When I called Judith for the first time
in the spring of 2008, it had been two years since her adoption had
been dissolved. Her suspicions about her mother’s family had
calcified into a certainty shot through with anger and fear. She
knew now, she told me, that her mother’s family had robbed her of
the money that M. A. Wright had sent her for decades—and she was
convinced that they were now conspiring to do worse. “My life will
never be the same,” she told me.

In September 2007, Judith had lost her initial lawsuit in
Washington over Josephine Wright’s will. The case hinged on the
fact that the will specifically bequeathed most of M. A. Wright’s
remaining fortune to his “lawful issue,” excluding any illegitimate
children. Her lawyers were appealing the verdict. Meanwhile, she
was engaged in a new legal battle, this one in Missouri, against
her mother’s family.

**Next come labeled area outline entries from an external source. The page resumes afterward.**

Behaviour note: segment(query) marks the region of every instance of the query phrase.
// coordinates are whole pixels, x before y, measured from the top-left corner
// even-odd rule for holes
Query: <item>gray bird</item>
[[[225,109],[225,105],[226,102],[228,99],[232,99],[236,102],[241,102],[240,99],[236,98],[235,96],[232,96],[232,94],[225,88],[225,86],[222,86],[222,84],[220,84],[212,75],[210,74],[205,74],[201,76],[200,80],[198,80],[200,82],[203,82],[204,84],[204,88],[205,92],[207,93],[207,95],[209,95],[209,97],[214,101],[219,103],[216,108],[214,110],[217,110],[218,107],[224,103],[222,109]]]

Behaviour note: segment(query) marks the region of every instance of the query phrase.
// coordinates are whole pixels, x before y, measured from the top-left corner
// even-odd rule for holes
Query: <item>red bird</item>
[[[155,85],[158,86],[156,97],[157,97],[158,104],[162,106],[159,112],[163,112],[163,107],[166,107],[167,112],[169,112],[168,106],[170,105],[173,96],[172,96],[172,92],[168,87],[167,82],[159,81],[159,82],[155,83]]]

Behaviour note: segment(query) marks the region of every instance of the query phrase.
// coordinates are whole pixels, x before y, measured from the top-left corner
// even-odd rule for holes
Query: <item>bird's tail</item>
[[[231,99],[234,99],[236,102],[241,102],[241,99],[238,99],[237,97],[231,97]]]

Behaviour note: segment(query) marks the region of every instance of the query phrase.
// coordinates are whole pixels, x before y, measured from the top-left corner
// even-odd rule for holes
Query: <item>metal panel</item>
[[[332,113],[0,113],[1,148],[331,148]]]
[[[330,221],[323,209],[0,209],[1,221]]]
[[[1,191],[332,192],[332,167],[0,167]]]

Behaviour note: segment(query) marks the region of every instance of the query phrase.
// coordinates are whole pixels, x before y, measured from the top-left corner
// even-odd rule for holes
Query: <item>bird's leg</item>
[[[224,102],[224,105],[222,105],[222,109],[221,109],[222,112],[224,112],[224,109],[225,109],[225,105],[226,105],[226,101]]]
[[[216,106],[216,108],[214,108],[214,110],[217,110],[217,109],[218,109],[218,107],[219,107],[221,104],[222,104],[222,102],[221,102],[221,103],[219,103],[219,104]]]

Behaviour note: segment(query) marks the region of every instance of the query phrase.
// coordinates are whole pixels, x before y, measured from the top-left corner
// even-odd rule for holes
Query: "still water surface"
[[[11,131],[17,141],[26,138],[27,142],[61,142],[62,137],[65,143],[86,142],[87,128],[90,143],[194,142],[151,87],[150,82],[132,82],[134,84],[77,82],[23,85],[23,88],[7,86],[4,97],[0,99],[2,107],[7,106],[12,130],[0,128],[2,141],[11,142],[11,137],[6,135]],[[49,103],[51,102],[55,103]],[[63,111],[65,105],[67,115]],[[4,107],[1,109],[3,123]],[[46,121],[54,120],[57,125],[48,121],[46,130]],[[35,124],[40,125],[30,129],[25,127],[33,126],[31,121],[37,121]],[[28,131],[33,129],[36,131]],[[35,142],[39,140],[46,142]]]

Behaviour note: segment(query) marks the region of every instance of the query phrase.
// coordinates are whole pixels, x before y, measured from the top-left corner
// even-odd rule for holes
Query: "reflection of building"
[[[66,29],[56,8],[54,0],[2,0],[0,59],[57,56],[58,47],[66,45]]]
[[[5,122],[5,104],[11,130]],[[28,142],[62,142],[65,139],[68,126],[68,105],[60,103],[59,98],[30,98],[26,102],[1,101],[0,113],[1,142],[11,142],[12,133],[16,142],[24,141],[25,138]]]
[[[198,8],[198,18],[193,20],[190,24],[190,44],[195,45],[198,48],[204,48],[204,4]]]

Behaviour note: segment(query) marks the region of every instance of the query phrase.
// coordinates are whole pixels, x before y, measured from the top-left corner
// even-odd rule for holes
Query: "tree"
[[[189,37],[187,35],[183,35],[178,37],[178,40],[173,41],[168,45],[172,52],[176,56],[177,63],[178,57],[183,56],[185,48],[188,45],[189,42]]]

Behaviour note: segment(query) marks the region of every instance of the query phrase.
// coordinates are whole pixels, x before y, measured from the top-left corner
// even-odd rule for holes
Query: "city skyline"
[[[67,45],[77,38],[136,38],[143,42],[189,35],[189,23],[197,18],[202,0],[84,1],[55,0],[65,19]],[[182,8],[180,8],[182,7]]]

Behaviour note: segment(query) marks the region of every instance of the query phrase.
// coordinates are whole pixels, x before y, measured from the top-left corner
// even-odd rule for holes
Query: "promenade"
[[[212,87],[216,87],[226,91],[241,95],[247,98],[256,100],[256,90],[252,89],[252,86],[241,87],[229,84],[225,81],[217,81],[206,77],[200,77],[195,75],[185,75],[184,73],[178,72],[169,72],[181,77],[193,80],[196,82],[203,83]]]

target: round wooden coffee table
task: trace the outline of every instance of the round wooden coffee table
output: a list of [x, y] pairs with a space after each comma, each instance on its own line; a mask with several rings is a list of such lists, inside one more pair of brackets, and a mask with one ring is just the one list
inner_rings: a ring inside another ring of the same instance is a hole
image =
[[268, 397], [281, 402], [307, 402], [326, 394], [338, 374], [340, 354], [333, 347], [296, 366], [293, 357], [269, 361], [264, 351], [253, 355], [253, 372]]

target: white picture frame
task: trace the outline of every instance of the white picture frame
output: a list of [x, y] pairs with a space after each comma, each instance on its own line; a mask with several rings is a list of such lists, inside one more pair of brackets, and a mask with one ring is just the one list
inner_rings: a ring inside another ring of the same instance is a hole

She’d enlisted a local lawyer to pursue a
civil case alleging that her mother and her half-brother Rick—whom
she saw as the ringleaders—along with half a dozen other relatives,
had engaged in a conspiracy to intercept money from Wright that was
intended for her.

“I think basically my dad did try to stop this, at least make
sure this money was going to me,” Judith told me on the phone. “But
I think these folks stepped in and had him over a barrel, saying
that we are going to expose you. There wasn’t anything that he
could do.”

“Were they living high on the money?” I asked her.

“That’s the catch: this is where they fooled everybody,” she
said. “To look at these people, around this area right here, you
would not suspect them in any way.”

Bit by bit over months, Judith described to me the scattered but
tantalizing documentation she’d collected to prove that her family
was not what it seemed. Through a blend of Midwestern friendliness
and an almost frightening persistence, she had amassed a small
mountain of papers. She’d employed private investigators in Texas,
Oklahoma, and Missouri to run traces on family members both
immediate and distant. They’d found evidence, she told me, of
aliases and hidden bank accounts, of money-laundering vehicles and
strange trusts in distant states, of oil wells deeded to names that
matched up with members of her family.

She’d pried loose some documents from Exxon, too, including one
concerning an oil field that Louise had mentioned in one of her
depositions. It was in Tomball, Texas, just outside Houston. The
field had changed hands over the years, but Judith had followed the
trail of ownership through a series of oil companies until she
found a link between one of the Tomball leases and an address
Louise Williams had once used in Coweta, Oklahoma.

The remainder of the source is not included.